Extraltodeus/ComfyUI-AutomaticCFG

Applying Guidance in a Limited Interval Improves Sample and Distribution Quality in Diffusion Model

ericbeyer opened this issue · 7 comments

Have you seen this paper? Curious how it would apply to your method. https://arxiv.org/pdf/2404.07724.pdf

I guess you just found my next implementation challenge!

edit: also thanks :D

With SD-XL, we apply guidance at 50% of the sampling steps, corresponding to noise levels
σ ∈ (0.28, 5.42], with weight γ = 16. These parameters were chosen by visual inspection. The
beneficial interval is wider than in ImageNet, likely due to the more varied dataset used in the
training of SD-XL. Consequently, our method leads to over 20% speed-up due to a lower number of
unconditional model evaluations [1].

So far through my reading this might mean that enabling the conditioning near the middle seems beneficial. Combined with the idea of disabling it at the end like I do might end up speeding the generation a lot more. I wonder about how much disabling it overall can be detrimental to the quality. It reminds me of when I tried to use a conditioning which was starting multiplied by 0 at the start until 50% of the steps where it was reaching 100%. It would indeed give interesting results without bringing speed advantages due to my experimental implementation.

Here for 24 steps:

(0, 1.0), (1, 0.8341), (2, 0.6923), (3, 0.5717), (4, 0.4696), (5, 0.3835), (6, 0.3114), (7, 0.2511), (8, 0.2012), (9, 0.16), (10, 0.1263), (11, 0.0989), (12, 0.0767), (13, 0.0589), (14, 0.0448), (15, 0.0337), (16, 0.0251), (17, 0.0184), (18, 0.0133), (19, 0.0095), (20, 0.0066), (21, 0.0045), (22, 0.003), (23, 0.002), (24, 0.0)

50% of the steps as mentionned in the paper enables the guidance at around 10% of the sigmas.

I added the possibility for a later guidance activation in the following commit. Set "uncond_start_percentage" to 10% with the advanced node to enable guidance at 50% of the steps as mentionned by the paper.

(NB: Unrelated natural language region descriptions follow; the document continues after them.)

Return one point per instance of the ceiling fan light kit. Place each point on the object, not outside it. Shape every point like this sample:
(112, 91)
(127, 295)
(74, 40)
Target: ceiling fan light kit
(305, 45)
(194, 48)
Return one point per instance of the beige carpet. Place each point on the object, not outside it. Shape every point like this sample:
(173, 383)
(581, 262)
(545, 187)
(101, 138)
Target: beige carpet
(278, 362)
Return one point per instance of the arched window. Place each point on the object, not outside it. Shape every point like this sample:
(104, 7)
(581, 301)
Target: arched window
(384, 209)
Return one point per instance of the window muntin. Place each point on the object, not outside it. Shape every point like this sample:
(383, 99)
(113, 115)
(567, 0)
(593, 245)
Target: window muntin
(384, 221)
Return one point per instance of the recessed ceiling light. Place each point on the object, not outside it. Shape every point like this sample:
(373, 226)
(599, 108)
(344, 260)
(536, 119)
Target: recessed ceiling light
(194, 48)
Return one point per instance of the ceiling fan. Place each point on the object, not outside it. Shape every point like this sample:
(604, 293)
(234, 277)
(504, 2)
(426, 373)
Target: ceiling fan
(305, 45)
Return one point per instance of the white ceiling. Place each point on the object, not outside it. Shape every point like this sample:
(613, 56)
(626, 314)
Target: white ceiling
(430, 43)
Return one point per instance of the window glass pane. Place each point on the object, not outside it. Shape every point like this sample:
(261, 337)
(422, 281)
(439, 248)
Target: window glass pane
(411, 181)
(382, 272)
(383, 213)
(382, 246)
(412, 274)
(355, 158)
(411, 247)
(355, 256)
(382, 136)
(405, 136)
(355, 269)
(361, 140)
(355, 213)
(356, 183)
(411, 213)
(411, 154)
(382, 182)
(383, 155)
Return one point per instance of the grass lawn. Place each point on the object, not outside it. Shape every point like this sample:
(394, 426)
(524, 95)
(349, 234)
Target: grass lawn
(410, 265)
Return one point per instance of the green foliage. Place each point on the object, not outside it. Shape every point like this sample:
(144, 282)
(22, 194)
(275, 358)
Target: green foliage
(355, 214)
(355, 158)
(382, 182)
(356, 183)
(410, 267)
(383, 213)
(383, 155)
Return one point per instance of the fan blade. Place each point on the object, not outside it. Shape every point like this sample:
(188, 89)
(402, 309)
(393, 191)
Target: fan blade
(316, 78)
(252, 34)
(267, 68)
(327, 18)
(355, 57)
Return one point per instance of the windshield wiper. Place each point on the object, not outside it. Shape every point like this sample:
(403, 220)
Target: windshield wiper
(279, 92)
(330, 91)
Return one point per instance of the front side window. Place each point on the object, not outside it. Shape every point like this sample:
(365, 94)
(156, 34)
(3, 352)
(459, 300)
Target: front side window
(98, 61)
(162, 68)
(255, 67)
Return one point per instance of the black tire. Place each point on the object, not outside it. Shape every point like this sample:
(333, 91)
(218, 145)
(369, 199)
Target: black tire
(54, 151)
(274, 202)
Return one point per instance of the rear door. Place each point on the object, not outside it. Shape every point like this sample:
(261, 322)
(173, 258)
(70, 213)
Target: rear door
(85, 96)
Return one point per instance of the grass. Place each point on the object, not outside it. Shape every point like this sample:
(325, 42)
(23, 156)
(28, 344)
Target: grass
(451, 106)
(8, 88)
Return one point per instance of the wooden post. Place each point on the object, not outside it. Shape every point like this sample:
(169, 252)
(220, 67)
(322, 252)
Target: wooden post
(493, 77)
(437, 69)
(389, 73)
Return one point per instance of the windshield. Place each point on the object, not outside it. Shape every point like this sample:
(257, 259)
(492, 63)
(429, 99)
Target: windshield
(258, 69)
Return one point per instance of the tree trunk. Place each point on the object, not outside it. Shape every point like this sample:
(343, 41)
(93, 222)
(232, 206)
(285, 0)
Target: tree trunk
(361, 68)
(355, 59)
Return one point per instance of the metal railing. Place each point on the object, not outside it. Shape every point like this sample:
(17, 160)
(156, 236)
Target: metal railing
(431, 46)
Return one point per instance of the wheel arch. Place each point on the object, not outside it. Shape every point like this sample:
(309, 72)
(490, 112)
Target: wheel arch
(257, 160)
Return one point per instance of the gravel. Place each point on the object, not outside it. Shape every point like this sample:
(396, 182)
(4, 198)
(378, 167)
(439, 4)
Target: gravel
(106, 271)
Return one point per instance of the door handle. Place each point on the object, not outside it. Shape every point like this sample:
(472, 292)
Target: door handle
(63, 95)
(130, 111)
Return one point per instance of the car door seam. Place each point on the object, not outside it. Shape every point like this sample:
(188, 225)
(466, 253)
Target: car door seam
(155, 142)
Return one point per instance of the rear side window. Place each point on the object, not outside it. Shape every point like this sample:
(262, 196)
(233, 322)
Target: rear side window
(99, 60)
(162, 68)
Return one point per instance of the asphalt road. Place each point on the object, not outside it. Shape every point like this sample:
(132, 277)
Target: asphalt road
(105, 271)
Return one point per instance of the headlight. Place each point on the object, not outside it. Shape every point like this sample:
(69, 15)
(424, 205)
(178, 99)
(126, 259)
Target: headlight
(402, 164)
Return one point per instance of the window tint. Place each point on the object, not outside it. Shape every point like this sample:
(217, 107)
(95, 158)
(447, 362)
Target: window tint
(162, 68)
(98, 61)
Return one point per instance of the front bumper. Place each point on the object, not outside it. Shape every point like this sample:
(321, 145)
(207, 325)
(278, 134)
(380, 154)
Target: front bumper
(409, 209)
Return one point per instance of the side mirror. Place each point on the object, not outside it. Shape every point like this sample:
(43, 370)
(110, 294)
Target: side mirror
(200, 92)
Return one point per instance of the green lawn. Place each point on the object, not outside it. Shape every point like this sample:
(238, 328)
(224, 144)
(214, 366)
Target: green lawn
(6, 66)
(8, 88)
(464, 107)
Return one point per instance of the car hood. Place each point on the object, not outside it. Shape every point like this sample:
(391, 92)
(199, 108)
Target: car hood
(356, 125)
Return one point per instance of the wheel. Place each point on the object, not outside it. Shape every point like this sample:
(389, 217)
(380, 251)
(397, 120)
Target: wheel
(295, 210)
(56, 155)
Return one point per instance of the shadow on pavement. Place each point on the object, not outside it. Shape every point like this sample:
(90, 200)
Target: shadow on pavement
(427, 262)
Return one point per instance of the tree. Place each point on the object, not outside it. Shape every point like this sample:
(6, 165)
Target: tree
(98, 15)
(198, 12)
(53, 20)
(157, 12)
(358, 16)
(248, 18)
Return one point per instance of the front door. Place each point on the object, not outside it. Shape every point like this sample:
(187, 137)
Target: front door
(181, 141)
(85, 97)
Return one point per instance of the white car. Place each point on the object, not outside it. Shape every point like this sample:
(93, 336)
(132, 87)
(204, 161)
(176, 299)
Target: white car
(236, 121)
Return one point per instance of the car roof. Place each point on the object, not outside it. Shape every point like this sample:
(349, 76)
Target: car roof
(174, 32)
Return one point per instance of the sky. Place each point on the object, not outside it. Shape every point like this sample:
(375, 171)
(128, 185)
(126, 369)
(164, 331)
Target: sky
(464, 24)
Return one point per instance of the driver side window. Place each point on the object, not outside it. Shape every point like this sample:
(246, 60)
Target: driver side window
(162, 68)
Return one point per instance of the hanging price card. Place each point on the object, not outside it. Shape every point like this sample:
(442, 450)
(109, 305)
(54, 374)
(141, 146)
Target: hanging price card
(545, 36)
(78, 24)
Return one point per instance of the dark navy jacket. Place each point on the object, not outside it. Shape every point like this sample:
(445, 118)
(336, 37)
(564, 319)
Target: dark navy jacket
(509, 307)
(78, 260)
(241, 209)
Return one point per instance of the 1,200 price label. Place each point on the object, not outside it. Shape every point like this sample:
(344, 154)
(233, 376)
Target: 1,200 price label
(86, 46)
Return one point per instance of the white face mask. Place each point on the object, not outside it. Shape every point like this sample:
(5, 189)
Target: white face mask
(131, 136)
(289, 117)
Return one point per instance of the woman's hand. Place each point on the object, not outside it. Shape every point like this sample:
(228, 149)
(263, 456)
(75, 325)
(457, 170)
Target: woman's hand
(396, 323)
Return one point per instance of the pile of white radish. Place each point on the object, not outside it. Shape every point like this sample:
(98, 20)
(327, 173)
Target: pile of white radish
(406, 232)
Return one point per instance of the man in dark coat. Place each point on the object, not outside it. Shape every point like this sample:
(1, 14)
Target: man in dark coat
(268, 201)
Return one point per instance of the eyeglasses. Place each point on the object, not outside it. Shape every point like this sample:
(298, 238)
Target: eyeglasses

By experimenting around, if combined with the late deactivation, setting the delayed activation at 50% of the sigmas allows 2x speed for the first ~10% of the steps on top of the later sped up steps.

image

Just a quick screen so to be clear on how to setup the node. Set the "sigma_boost_percentage" to 0 if you want to experiment the idea of the paper without the late deactivation.

Just adding that setting it at 50% of the sigmas as shown above, combined with the late deactivation, seems to give more various results without penalising too much the resulting quality. Even with different schedulers such as exponential.

Very cool stuff! I'll try it out. Thanks! Yeah I was curious how the method would work for different schedulers.